Smurfing, at its core, involves breaking up large sums of money into smaller transactions across multiple transfers, wallets, or accounts. Within this broader tactic, there are more specific techniques—one example is the peel chain. A peel chain is a structured laundering method in which funds are transferred through a sequence of wallets, with smaller amounts being “peeled off” at each step. It differs from arbitrary smurfing in that the amounts progressively decrease across each hop, creating a predictable, yet complex, laundering pattern.

This method was notably used by the DMM hacker in May 2024. Instead of sending random amounts, the hacker followed a clear peel chain pattern—starting with a large transfer of 499 BTC in the first hop, then gradually decreasing the amount to 39 BTC by the third hop. This structured fragmentation made it significantly harder to trace the stolen funds and identify exit points.

How to Combat Smurfing 

Policies that rely on rigid, binary thresholds—such as those defined by the Travel Rule—are inherently vulnerable to exploitation. When rules are public and absolute, criminals can easily adapt, deliberately structuring transactions just below the stated limits. This tactic isn’t limited toAanti-Money Laundering (AML) rules like the Travel Rule or Know-Your-Customer (KYC) requirements; it also applies to tax reporting thresholds, daily transfer caps, and platform-specific withdrawal limits.

Smurfing also tends to outsmart traditional cybersecurity defenses. Security teams are typically trained to detect anomalies—such as sudden spikes in transaction volume or unusually large withdrawals—that signal potential breaches. But when illicit activity mimics legitimate business behavior, such as a steady stream of smaller, routine transactions, it becomes nearly indistinguishable to the human eye and often goes undetected.

This is where blockchain analytics becomes a critical tool. Unlike threshold-based policies, behavior-based rule engines can flag suspicious patterns, even when each individual transaction appears harmless. For example, a CASP in Europe might use blockchain analytics software to detect a user who regularly sends transactions just under €1,000—potentially a deliberate effort to evade customer due diligence. With customizable rules, the system could flag the pattern and prompt additional verification or review.

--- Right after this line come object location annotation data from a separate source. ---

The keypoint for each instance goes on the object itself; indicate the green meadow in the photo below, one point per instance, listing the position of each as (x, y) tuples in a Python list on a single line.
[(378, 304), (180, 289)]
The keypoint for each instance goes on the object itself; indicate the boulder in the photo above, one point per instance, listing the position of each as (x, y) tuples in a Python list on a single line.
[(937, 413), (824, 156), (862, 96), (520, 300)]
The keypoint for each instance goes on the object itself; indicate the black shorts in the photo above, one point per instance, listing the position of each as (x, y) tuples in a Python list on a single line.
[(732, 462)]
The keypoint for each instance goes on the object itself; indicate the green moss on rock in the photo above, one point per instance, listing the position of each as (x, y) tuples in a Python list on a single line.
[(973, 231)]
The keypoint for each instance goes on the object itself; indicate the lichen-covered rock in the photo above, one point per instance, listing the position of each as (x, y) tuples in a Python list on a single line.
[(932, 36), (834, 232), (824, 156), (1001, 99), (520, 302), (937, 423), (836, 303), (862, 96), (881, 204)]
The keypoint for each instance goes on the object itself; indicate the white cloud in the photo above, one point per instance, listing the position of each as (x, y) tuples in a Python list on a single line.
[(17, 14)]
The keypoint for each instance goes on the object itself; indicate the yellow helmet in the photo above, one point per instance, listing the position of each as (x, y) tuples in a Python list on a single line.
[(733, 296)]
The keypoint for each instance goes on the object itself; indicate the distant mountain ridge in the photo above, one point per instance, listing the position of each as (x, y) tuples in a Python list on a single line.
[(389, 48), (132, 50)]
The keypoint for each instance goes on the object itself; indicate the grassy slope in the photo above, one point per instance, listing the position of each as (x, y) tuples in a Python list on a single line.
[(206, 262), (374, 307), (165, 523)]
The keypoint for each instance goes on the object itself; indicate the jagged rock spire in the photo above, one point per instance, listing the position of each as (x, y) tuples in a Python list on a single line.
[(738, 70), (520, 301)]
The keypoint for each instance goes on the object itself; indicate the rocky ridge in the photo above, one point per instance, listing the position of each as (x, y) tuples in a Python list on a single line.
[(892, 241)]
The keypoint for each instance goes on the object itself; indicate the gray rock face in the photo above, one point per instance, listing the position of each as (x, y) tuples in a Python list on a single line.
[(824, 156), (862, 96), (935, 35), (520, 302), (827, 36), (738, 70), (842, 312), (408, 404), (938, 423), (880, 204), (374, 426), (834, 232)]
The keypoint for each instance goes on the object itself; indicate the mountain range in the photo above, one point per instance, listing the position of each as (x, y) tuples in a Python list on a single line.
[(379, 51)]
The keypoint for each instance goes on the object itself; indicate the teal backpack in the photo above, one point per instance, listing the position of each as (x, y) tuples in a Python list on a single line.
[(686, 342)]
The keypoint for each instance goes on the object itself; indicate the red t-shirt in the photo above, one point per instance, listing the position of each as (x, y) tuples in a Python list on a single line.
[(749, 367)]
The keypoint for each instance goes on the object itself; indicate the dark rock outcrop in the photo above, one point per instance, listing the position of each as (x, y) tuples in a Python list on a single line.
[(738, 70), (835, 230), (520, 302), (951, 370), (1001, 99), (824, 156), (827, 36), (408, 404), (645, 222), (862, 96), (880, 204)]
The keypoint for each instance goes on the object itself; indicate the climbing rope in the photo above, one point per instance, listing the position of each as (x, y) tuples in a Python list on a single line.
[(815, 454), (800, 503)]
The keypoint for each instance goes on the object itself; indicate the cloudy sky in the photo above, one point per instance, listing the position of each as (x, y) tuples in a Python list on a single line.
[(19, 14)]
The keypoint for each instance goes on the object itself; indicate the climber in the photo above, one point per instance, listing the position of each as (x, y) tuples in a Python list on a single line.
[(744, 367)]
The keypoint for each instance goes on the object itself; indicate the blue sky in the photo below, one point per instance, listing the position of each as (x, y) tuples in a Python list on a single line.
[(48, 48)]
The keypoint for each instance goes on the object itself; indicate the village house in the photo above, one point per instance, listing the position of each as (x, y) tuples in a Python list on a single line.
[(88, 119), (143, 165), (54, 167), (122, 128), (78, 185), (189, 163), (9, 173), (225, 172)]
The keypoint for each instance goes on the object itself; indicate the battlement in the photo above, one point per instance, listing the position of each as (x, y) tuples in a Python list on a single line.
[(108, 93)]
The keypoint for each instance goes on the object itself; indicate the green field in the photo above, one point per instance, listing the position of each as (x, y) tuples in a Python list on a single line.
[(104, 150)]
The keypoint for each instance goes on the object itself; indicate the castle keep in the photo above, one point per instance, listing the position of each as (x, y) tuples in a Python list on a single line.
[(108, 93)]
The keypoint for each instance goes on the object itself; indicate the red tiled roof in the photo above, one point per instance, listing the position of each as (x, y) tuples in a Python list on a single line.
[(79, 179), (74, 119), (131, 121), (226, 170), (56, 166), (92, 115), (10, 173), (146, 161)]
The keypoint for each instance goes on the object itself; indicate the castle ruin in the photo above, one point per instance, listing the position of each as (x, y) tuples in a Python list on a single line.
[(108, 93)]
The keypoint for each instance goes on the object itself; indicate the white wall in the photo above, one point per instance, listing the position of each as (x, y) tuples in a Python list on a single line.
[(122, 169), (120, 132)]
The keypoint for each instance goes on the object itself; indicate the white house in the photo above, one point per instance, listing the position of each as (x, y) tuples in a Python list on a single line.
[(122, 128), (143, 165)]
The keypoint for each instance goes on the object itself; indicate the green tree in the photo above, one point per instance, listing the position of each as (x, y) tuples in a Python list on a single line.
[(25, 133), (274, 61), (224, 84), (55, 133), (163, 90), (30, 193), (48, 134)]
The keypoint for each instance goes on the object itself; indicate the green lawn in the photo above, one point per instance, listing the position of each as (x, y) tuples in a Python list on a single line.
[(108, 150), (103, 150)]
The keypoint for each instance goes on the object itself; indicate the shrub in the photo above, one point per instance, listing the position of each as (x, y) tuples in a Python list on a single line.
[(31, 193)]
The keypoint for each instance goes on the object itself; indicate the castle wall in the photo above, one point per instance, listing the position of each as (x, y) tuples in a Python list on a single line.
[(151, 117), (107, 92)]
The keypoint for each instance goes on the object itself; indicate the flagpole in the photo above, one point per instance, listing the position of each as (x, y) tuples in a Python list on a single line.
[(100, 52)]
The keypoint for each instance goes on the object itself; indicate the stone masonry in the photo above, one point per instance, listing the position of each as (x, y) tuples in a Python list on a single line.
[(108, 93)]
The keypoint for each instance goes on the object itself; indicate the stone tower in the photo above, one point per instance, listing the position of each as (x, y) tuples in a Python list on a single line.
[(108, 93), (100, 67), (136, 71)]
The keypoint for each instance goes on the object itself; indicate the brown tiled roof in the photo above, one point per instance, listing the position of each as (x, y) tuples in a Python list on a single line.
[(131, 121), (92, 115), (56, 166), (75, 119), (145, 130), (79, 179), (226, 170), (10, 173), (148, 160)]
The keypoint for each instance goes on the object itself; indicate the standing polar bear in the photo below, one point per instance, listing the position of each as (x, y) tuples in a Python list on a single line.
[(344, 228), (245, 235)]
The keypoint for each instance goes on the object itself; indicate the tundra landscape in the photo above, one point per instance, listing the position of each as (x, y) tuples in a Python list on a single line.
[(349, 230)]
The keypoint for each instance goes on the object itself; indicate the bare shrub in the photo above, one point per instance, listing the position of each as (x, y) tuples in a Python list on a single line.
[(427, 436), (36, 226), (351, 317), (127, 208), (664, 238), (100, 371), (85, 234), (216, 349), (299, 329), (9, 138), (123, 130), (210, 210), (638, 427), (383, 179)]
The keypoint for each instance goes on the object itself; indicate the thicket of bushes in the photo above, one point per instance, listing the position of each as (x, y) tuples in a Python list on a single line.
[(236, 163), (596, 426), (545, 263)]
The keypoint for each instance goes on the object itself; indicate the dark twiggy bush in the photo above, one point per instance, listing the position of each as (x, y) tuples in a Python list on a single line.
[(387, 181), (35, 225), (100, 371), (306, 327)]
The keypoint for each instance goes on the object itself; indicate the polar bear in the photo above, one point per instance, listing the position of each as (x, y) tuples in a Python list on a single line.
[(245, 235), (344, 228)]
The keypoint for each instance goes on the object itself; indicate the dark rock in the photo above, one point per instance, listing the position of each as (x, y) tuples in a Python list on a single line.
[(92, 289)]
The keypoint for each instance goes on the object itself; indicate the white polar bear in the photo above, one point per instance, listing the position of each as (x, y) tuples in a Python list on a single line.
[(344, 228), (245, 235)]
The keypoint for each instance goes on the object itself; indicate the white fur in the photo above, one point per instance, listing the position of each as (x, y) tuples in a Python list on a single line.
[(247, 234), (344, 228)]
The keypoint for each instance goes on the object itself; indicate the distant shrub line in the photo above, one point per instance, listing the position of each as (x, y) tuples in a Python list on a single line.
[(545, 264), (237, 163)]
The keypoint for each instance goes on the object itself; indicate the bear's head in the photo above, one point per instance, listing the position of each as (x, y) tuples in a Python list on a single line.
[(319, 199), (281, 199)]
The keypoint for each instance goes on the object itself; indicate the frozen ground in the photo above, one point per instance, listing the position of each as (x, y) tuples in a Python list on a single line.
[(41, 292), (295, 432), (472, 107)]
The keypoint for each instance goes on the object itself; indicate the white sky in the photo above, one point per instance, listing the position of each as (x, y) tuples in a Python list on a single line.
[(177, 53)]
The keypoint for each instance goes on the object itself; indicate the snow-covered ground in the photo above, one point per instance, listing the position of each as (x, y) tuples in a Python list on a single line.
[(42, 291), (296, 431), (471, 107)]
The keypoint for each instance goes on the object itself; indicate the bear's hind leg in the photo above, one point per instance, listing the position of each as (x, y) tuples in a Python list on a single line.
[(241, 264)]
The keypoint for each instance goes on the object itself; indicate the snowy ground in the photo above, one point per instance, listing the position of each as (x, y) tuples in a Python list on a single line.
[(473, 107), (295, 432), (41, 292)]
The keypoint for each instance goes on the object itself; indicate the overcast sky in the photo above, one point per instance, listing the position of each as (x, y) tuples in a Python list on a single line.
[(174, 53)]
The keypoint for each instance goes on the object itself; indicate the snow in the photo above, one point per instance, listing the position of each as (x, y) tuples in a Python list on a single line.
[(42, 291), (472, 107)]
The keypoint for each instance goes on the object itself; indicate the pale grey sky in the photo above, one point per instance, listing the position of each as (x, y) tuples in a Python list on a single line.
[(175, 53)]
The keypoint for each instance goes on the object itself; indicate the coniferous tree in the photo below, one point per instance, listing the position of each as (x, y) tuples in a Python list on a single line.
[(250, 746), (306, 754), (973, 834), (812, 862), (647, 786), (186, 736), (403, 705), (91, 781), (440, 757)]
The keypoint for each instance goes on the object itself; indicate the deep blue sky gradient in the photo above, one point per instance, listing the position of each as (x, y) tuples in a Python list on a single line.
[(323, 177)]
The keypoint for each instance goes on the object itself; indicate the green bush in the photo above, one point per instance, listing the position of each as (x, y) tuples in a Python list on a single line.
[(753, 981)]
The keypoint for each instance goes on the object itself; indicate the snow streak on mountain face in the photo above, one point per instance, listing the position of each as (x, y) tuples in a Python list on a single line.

Beyond prevention, these systems also support incident response. In the event of a breach, even if the attacker uses smurfing to fragment the trail, blockchain analytics tools can reconstruct the flow of funds through transaction graphing—tracing the laundering path across wallets, protocols, and even cross-chain bridges. While no solution is 100% foolproof, behavior-based analytics significantly increase the chances of early detection and successful investigation.

Conclusion 

Smurfing is a powerful tactic used by criminals to evade detection and exploit regulatory gaps in both fiat and crypto systems. As explored in this article, it’s not just about staying under thresholds—it’s also a method for bypassing monitoring and adding complexity to laundering trails. Merkle Science offers tools to combat these risks: Compass, a behavior-based rule engine that flags suspicious transaction patterns, and Tracker, an investigative platform that traces complex fund flows. Together, these solutions equip compliance teams to detect smurfing activity in real time and take swift, data-driven action to protect their platforms.